I stopped writing code
I stopped writing code. I use the models to implement all the features, make most of the changes. I review them and from time to time make small changes. It works pretty well. I am faster and my code (my?) is better. But I feel strange. It is another kind of work, it is not the usual developer work. Sometimes I think I am cheating.
I needed a way to allow myself to continue working like this, because I like it and I am much more productive. I started researching and I found this post from Lorentz Vedeler about automatic programming. The interesting part is the concept of LLMs as non-deterministic compilers. It is something I already thought about, and it is pretty reasonable. It gives me a framework: prompts are the source, tests are the spec, and the output is a probabilistic compilation.
Compiler++
If I accept that metaphor, vibe-coding becomes regular development with a language whose syntax is natural language. You still have to learn a little bit of syntax: if you are using Java you need to know that the class construct is central. All the details of the language fade away, but some key concepts are still there.

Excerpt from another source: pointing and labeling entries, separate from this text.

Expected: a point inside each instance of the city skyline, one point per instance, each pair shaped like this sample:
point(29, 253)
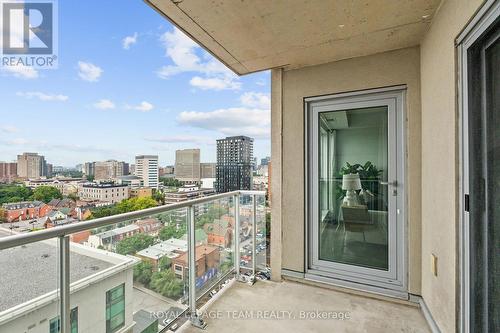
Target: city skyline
point(126, 89)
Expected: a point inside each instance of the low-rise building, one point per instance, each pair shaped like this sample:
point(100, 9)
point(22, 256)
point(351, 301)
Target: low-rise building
point(26, 210)
point(207, 258)
point(101, 284)
point(187, 192)
point(143, 192)
point(219, 233)
point(107, 192)
point(151, 226)
point(108, 239)
point(170, 248)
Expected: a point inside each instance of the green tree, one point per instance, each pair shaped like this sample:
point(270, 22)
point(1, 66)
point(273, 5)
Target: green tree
point(143, 273)
point(14, 193)
point(134, 244)
point(164, 263)
point(46, 193)
point(167, 284)
point(171, 231)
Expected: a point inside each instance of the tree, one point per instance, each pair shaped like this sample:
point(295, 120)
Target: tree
point(167, 284)
point(143, 273)
point(159, 197)
point(46, 193)
point(164, 263)
point(171, 231)
point(134, 244)
point(14, 193)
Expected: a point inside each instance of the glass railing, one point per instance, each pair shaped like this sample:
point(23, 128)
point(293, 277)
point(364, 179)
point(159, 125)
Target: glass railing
point(132, 270)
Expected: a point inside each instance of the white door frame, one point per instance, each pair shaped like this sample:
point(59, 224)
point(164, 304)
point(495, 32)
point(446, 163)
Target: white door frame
point(394, 281)
point(477, 26)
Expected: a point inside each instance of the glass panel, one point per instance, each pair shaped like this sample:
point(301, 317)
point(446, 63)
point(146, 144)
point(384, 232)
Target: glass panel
point(263, 218)
point(484, 182)
point(246, 236)
point(353, 190)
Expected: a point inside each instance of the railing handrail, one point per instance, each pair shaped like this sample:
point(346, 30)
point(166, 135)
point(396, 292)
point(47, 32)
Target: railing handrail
point(32, 237)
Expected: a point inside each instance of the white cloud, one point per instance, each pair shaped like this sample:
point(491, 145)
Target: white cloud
point(143, 107)
point(181, 139)
point(9, 129)
point(42, 96)
point(129, 40)
point(22, 72)
point(104, 104)
point(89, 72)
point(232, 121)
point(215, 83)
point(182, 51)
point(256, 100)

Since only a few concepts are required, and in general LLMs enable you to develop in a language you are not familiar with, what if I try to go to the root language: Assembly. If the model can "compile" there, maybe we can squeeze more performance by targeting the lowest level directly.

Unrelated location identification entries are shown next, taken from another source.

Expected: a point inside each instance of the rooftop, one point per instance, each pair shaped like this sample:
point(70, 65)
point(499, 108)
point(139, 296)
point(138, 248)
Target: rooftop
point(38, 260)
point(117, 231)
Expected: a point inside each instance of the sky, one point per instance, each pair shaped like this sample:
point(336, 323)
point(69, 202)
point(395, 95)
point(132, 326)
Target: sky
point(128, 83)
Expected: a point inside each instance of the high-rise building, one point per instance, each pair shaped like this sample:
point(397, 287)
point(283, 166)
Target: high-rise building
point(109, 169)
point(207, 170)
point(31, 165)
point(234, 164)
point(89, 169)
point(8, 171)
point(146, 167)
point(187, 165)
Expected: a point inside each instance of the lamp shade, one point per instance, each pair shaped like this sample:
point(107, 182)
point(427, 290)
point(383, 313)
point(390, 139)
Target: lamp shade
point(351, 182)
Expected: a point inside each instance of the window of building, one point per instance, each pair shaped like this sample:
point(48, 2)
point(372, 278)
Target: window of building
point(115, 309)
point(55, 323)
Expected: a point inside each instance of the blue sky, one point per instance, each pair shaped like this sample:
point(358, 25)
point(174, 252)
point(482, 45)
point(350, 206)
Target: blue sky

An interesting side effect
To see if we can gain a performance boost using Assembly, I asked Claude to create a series of simple functions in two different languages: Assembly and Python. Then I ran them and compared the results. Here is the repo and here are the results:
| Example | Assembly (ns) | Python (ns) | Speedup |
|---|---|---|---|
| Sum two numbers | 247 | 64 | 0.3x |
| Factorial(12) | 168 | 276 | 1.6x |
| Fibonacci(30) | 174 | 588 | 3.4x |
| Array sum (1000 elements) | 511 | 13,171 | 25.8x |
| is_prime(999983) | 467 | 21,527 | 46.1x |
Except for the first function, sum two numbers, Assembly is faster than Python. That's the answer I expected. It is not a rigorous benchmark, but it is enough to see the shape of the tradeoff.
To native tools
Since we have our shiny new compilers, should we abandon high-level languages and start compiling directly to Assembly? I don't have an answer to that, but one of the good things about LLMs is that you can use them to remove abstraction and overcomplication by implementing only the needed functionality. Abstractions have hidden cost: they hide details to allow us to put all the information into our small context. In the future, with LLMs with a huge context window, we will be able to give them a lot of information without saturating the context.
We have built many tools to allow us not to focus on the details, for example CloudFormation. It is a great tool because it allows you to not think about all the small details of each cloud platform. It gives you the opportunity to change the provider, and so on. But it has a cost in maintaining the code. It has bugs. It is another layer of distance between you and how code runs. With LLMs there is no difference in asking to write a Terraform, OpenTofu, CloudFormation or Azure Resource Manager script. If LLMs can generate low‑level scripts on demand, teams may choose fewer abstraction layers and accept more direct control.
Will I write an entire complex application in assembly in the future? Will we use only native/low-abstraction tools? Exciting questions.